Personal Smart Assistants
- Smart assistants have become immensely powerful and can now be used to control many aspects of our lives. AI provides the ability to take voice commands, make actions, and issue responses in real-time. Google Home and Amazon’s Alexa are the two-leading consumer-facing smart assistants and are becoming essential companions in a world that is more connected.
How It Could All Go Wrong
I want to tread carefully and don’t want to delve into the absurd and say machine learning is pointing us on the course for a Terminator of Matrix rise of the machines. Despite that, there’s no doubt that AI has the potential to cause us numerous issues and potentially compromise our freedom.
We are on a course where AI will be able to think for itself and perform tasks without human input. This could mean a machine learning model designed to leverage game theory to reach the best goals and outcomes will see humans as an inefficient part of the puzzle and seek to remove us. It may sound alarmist, but it is something significant-tech minds have voiced concerns about, such as Elon Musk and Bill Gates. It is a long way off and one must presume some failsafe’s will be added to prevent such autonomous dictatorial thinking, but it’s a concern, nonetheless.

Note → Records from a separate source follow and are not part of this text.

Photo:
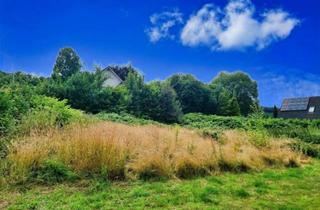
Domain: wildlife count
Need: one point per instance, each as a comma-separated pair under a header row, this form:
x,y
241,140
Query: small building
x,y
115,75
300,108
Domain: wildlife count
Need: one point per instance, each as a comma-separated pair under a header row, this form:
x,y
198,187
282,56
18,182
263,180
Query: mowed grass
x,y
294,188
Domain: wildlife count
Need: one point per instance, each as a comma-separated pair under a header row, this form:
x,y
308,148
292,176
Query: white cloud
x,y
236,27
162,23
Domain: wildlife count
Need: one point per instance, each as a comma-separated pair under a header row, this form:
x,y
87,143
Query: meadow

Of course, I don’t have the sway of Gates or Musk, but I share their worry. AI is a life-changing technology that could truly enhance the human experience and even change how we behave, interact, work, and evolve. However, I also think it is extremely dangerous and the chance for something to go wrong is higher than any tech development since the splitting of the atom.
In the meantime, the dangers surrounding machine learning are more mainstream. Among them is the growing number of cybersecurity threats that are targeting AI tools and apps that rely on machine learning. As devices and platforms become more connected, these threats will become more real and dangerous.